If you’ve applied for a rental in the last several years, there’s a good chance a private screening company searched records to see if you have a criminal history or court-ordered evictions.
Landlords use screening companies to minimize risk to their properties, but the process has had unintended consequences. In addition to finding evictions and criminal records, screening companies sometimes find court records indicating a prospective tenant was or is a victim of domestic violence or stalking.
When landlords get this information, they have at times simply rejected the prospective tenant to avoid having to deal with the tenant’s current or former abuser. It’s been illegal to reject a rental application because of domestic violence for about a decade, but landlords can reject applications for reasons other than domestic violence, said Michelle Thomas, policy director at the Washington Low Income Housing Alliance.

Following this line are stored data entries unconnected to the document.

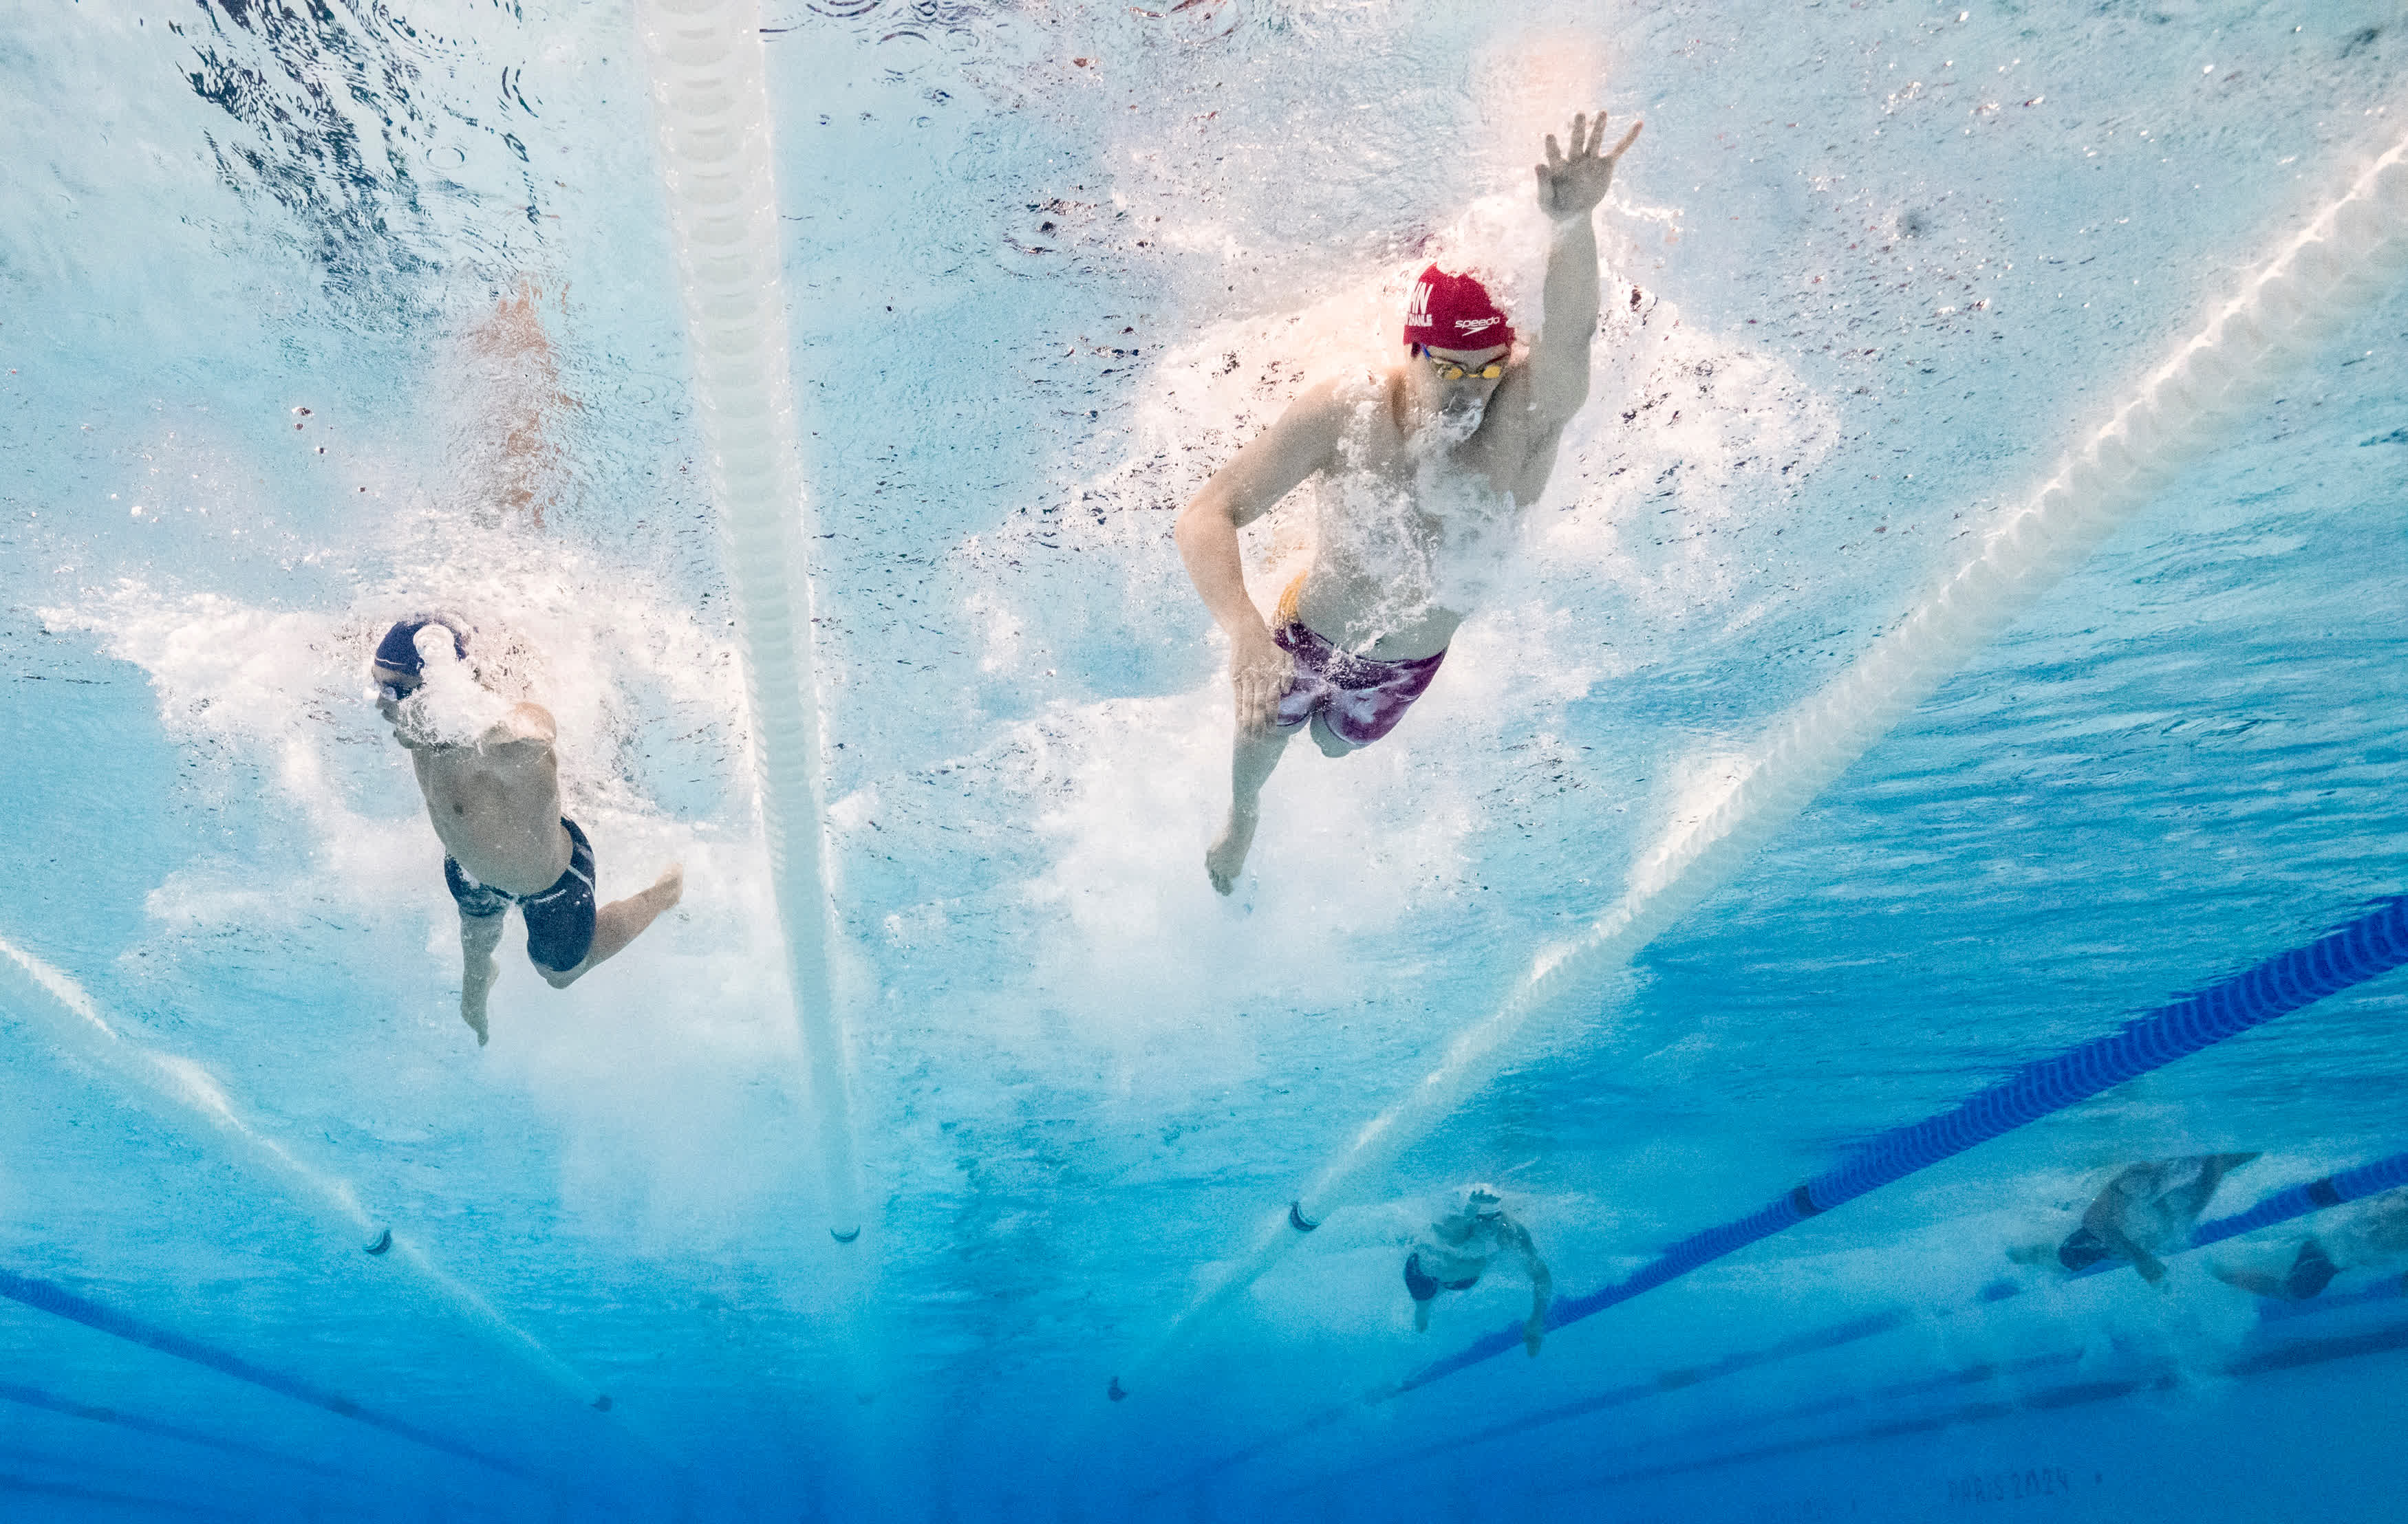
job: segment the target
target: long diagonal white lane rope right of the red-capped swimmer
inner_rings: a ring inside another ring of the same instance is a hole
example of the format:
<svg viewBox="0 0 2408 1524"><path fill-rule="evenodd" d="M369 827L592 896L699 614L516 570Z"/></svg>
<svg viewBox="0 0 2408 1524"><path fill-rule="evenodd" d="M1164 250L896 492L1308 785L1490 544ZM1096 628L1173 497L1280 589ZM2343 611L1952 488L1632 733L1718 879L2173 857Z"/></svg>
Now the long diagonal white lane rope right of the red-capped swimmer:
<svg viewBox="0 0 2408 1524"><path fill-rule="evenodd" d="M2211 308L2047 482L1948 571L1914 609L1823 691L1784 713L1741 766L1736 787L1642 860L1633 886L1584 937L1541 953L1493 1014L1457 1033L1445 1059L1363 1124L1293 1206L1264 1216L1112 1392L1134 1392L1197 1327L1262 1278L1332 1209L1380 1177L1507 1064L1548 1021L1592 1011L1659 932L1722 888L1775 831L1864 756L1941 681L2056 585L2227 429L2408 270L2408 140Z"/></svg>

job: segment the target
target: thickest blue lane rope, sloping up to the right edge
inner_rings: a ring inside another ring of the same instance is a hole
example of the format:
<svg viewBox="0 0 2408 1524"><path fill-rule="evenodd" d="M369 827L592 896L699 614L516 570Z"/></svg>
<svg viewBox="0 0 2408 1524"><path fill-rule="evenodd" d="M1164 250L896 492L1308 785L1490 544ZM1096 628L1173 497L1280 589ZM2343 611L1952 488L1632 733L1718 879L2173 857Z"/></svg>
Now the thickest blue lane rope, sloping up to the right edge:
<svg viewBox="0 0 2408 1524"><path fill-rule="evenodd" d="M1563 1329L1584 1317L1597 1317L1606 1307L1628 1303L1702 1264L1712 1264L1724 1254L1734 1254L1811 1216L1820 1216L1842 1201L1854 1201L1866 1192L1953 1158L1975 1144L1987 1144L2025 1122L2090 1100L2102 1091L2112 1091L2129 1079L2172 1064L2276 1016L2312 1006L2401 963L2408 963L2408 898L2386 900L2338 932L2276 953L2242 975L2199 994L2186 994L2148 1016L2138 1016L2105 1038L2093 1038L2056 1057L2025 1064L1953 1110L1883 1132L1859 1144L1835 1170L1816 1175L1734 1223L1683 1237L1625 1281L1577 1298L1556 1298L1546 1310L1546 1327ZM2239 1228L2239 1233L2247 1233L2247 1228ZM1466 1348L1406 1375L1382 1396L1428 1387L1515 1348L1522 1348L1522 1324L1474 1339Z"/></svg>

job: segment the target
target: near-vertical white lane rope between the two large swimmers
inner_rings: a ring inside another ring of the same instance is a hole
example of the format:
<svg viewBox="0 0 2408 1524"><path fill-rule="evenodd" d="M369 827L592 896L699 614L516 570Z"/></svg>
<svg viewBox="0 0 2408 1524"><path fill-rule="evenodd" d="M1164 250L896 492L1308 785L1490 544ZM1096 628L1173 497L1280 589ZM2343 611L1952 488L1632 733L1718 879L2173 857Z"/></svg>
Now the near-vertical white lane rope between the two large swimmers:
<svg viewBox="0 0 2408 1524"><path fill-rule="evenodd" d="M638 0L694 402L720 508L751 701L761 833L809 1062L828 1233L860 1230L850 1062L828 977L826 782L811 573L816 518L785 339L778 185L759 0Z"/></svg>

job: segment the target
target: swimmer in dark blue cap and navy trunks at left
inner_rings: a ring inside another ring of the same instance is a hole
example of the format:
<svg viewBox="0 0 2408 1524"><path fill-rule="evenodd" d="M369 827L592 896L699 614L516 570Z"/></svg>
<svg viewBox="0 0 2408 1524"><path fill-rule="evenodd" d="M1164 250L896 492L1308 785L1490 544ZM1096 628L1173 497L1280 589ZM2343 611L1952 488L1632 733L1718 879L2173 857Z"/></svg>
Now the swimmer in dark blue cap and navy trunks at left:
<svg viewBox="0 0 2408 1524"><path fill-rule="evenodd" d="M443 843L443 881L460 905L460 1021L484 1047L484 1004L501 973L494 949L510 905L527 922L527 961L566 990L674 905L686 876L669 864L643 893L595 910L595 852L561 814L551 713L486 691L472 636L458 614L402 619L378 643L371 677L376 710L409 751Z"/></svg>

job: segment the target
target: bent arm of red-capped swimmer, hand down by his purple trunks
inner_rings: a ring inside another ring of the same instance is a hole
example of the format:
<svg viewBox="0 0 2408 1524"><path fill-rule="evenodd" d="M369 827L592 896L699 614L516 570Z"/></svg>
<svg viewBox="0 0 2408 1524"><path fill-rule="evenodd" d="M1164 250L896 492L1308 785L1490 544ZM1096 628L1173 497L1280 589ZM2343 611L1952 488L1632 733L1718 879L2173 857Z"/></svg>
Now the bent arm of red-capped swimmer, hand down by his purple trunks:
<svg viewBox="0 0 2408 1524"><path fill-rule="evenodd" d="M1228 677L1238 693L1238 725L1245 729L1269 727L1296 664L1271 640L1271 628L1245 595L1238 530L1269 513L1298 482L1336 457L1346 417L1348 407L1339 402L1336 383L1324 380L1305 390L1180 510L1175 532L1180 561L1187 563L1197 597L1228 631Z"/></svg>

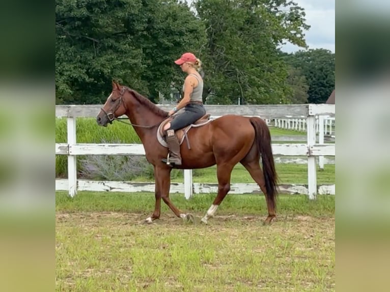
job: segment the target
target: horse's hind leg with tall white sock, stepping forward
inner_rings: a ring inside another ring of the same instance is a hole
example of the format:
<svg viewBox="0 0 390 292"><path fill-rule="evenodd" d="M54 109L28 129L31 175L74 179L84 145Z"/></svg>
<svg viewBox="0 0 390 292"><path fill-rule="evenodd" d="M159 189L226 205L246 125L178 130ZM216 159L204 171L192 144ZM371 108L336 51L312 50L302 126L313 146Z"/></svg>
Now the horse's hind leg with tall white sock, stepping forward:
<svg viewBox="0 0 390 292"><path fill-rule="evenodd" d="M233 167L234 165L231 164L217 165L218 194L206 215L201 219L201 222L207 224L208 219L214 217L219 204L222 202L222 200L224 200L225 196L230 191L230 177Z"/></svg>

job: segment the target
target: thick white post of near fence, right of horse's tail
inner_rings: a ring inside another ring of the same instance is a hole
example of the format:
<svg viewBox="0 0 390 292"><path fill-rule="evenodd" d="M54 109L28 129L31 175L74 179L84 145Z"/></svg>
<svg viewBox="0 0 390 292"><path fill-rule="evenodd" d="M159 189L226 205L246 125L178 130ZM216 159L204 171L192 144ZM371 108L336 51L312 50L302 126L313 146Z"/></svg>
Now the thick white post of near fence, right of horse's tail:
<svg viewBox="0 0 390 292"><path fill-rule="evenodd" d="M308 115L308 187L309 199L315 199L317 195L317 172L316 172L316 157L311 156L310 148L316 143L316 116Z"/></svg>

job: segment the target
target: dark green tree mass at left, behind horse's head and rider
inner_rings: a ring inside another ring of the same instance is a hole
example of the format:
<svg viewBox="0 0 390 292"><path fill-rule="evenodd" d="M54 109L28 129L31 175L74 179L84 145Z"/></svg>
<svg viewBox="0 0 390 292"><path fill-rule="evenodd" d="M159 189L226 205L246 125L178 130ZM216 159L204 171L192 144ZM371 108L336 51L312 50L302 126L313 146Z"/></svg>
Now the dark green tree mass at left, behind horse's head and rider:
<svg viewBox="0 0 390 292"><path fill-rule="evenodd" d="M205 36L175 0L57 0L55 21L56 100L63 103L101 103L112 79L151 99L168 95L183 78L174 60Z"/></svg>

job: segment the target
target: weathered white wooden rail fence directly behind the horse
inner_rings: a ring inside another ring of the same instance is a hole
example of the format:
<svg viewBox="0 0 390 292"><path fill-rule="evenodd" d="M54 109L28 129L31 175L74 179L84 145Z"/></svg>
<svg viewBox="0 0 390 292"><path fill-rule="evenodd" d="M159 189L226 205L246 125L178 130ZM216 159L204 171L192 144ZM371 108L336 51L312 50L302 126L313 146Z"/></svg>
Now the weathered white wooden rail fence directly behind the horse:
<svg viewBox="0 0 390 292"><path fill-rule="evenodd" d="M332 104L305 104L305 105L206 105L206 110L212 116L230 113L241 115L259 115L263 119L284 119L306 116L307 143L304 144L272 144L275 156L307 156L308 160L308 187L291 184L280 185L281 193L307 194L310 199L317 194L335 194L335 185L317 186L316 157L335 156L335 144L316 143L316 116L335 115L335 105ZM76 142L76 118L95 117L100 111L100 105L66 105L56 106L57 117L67 117L67 143L56 143L55 154L68 156L68 179L55 180L55 190L67 190L74 196L77 190L89 191L118 191L118 192L154 192L154 183L136 182L106 182L77 180L77 155L145 155L142 144L89 144ZM170 107L161 106L169 110ZM98 127L96 125L96 127ZM172 183L171 192L185 194L186 198L193 193L217 192L218 185L192 183L192 170L184 170L184 184ZM232 194L260 193L257 184L232 184Z"/></svg>

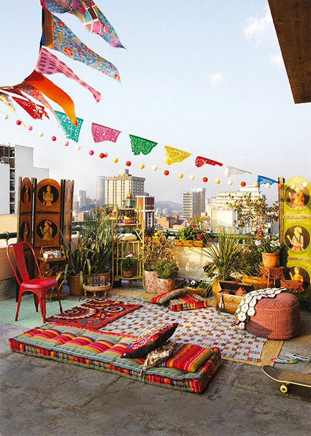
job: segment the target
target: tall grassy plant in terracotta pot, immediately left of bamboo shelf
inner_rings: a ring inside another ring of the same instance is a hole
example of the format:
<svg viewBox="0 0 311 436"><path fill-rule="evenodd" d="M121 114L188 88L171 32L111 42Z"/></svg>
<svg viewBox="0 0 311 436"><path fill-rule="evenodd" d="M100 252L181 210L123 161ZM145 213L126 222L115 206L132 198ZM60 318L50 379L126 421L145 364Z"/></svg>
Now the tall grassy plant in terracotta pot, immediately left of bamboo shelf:
<svg viewBox="0 0 311 436"><path fill-rule="evenodd" d="M91 258L93 281L110 282L111 270L111 222L104 210L95 209L92 217L86 217L81 232L84 246L94 255Z"/></svg>

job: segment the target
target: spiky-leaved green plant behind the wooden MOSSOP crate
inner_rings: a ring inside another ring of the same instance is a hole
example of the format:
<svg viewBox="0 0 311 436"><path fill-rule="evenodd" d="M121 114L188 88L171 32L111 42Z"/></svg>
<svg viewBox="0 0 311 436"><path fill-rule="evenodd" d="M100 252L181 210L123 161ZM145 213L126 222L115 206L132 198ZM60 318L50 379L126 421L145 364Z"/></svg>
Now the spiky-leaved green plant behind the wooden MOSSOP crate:
<svg viewBox="0 0 311 436"><path fill-rule="evenodd" d="M217 235L217 244L211 243L205 249L207 262L203 269L211 279L210 288L214 295L221 290L220 281L236 281L241 273L239 257L242 253L240 236L220 233Z"/></svg>

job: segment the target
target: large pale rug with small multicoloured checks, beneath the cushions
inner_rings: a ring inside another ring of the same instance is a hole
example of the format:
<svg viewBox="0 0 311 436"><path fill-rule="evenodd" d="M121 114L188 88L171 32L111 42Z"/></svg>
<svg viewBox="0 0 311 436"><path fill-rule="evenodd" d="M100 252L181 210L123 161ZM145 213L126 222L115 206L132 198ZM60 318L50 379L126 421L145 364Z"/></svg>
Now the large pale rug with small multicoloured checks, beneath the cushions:
<svg viewBox="0 0 311 436"><path fill-rule="evenodd" d="M262 349L267 339L253 336L247 331L234 327L234 315L217 312L213 307L173 312L165 306L145 303L140 298L124 295L121 298L126 302L139 302L142 307L135 313L129 313L126 317L114 321L105 327L104 331L140 335L151 327L177 322L179 325L173 339L179 342L191 342L203 347L219 346L222 350L222 357L228 360L251 364L261 362ZM279 343L275 350L271 350L272 353L276 353L271 355L276 356L282 341L273 342ZM269 360L265 363L269 363Z"/></svg>

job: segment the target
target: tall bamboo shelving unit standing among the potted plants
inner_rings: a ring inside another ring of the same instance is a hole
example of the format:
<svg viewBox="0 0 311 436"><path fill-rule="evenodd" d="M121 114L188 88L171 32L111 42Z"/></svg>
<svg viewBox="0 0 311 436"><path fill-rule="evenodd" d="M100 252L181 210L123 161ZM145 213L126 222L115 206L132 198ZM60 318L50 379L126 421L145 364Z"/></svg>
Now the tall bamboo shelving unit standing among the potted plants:
<svg viewBox="0 0 311 436"><path fill-rule="evenodd" d="M132 220L124 219L125 216L132 215ZM125 221L125 222L124 222ZM134 234L137 239L124 240L124 234ZM122 207L115 209L115 218L111 221L112 238L112 268L111 268L111 287L114 281L128 280L129 286L133 286L133 280L141 279L144 284L144 266L141 251L144 245L145 226L140 209L134 207ZM133 253L136 260L135 272L133 277L124 277L123 260L126 255Z"/></svg>

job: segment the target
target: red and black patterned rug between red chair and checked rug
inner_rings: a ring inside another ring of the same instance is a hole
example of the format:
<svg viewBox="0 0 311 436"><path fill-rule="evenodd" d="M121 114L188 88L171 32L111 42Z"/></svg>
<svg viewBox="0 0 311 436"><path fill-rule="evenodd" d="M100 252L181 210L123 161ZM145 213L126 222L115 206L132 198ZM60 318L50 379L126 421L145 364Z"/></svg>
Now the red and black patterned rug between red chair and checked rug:
<svg viewBox="0 0 311 436"><path fill-rule="evenodd" d="M86 301L81 306L65 310L46 319L48 323L74 327L89 327L96 330L141 307L139 304L125 304L119 300Z"/></svg>

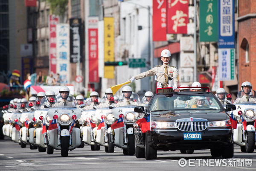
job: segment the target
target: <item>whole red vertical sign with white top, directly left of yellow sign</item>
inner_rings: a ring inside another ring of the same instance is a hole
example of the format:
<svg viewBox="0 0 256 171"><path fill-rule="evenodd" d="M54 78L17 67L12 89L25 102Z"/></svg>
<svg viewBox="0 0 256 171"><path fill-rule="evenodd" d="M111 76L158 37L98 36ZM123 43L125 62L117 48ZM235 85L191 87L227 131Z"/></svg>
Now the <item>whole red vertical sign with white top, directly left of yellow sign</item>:
<svg viewBox="0 0 256 171"><path fill-rule="evenodd" d="M98 17L88 17L88 67L89 82L99 82Z"/></svg>

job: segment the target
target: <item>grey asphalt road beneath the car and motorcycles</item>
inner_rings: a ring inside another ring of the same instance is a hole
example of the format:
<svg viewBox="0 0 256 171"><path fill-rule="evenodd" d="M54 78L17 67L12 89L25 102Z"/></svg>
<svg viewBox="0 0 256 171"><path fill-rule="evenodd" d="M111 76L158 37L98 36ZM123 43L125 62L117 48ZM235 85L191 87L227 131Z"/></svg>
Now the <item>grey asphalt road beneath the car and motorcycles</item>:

“If they know it’s illegal to discriminate [against domestic violence survivors], they may use that information but will give a different reason, a proxy or a lie,” Thomas said.
A new law will prevent that. Gov. Jay Inslee signed legislation April 23 that forbids tenant screening companies from disclosing an applicant’s status as a victim of domestic violence or if they had previously terminated a rental agreement when fleeing a dangerous situation.
The new law will restrict tenant screening companies from sharing the information at all.
A law passed last year allows tenants to request documentation explaining why their application was rejected. If a landlord received any information about domestic violence, it would be apparent in that documentation.
In combination, these laws give survivors of domestic violence a path to secure housing, Thomas said.